A clear-cut majority of swing-state voters agreed in a recent Quinnipiac poll: Pope Francis was right to call on the world to do more to address climate change. There is, however, a deep divide along party lines – Democrats and Republicans split on the topic by a margin of more than 40 percent in every state polled.
Overall, 62 percent of voters polled in Colorado, 65 percent in Iowa, and 64 percent in Virginia said they supported the pope’s encyclical on climate change. It’s likely more than a coincidence that those percentages matched up almost identically with the percentage of voters that Quinnipiac found accept the scientific consensus on human-caused climate change.
But broken down by party, the gap was stark. In Colorado, for example, 93 percent of Democrats agreed with the pope’s climate message, but only 38 percent of Republicans.

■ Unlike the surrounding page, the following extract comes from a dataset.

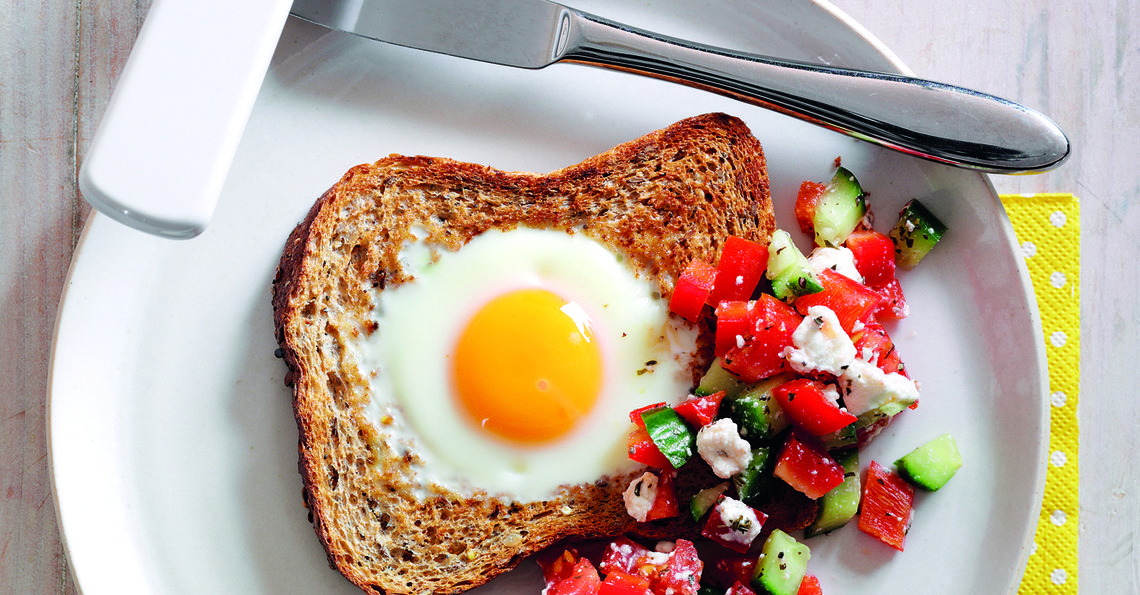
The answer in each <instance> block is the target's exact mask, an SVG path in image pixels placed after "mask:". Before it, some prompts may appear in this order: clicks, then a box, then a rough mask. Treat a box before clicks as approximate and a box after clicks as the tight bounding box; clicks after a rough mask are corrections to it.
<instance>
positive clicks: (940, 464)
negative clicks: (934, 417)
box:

Other polling by Gallup released this week shows that the pope’s favorability rating among Americans dropped from 76 percent in February 2014 to 59 percent this month. He said a lot of things during that time that could rub conservatives the wrong way, including embracing aspects of evolution. But his strongest campaign yet, which has come to the fore in recent months, is for action on climate change. It got the angrier aspects of the Republican base worked up; Rush Limbaugh labeled the encyclical a “Marxist climate rant.” Francis’ unfavorability rating increased from 9 percent in 2014 to 16 percent this month, according to Gallup.
The pope is not a politician, so he doesn’t really have to worry about polls. But in theory, his encyclical and other pro-climate-action stances by Christian groups have the power to make inroads with conservatives who are more likely to put the opinions of their faith leaders over those of both scientists and politicians. That, at least, is what many climate hawks have hoped — but the party split observed by the Quinnipiac folks raises questions about whether that will work.
The pope is coming to the U.S. in September to speak before Congress and tour the Northeast. That could put some Catholic climate deniers in a tricky spot, especially prominent Republican ones. Don’t bet on that visit mending the gap between Republicans’ and Democrats’ views of his activism.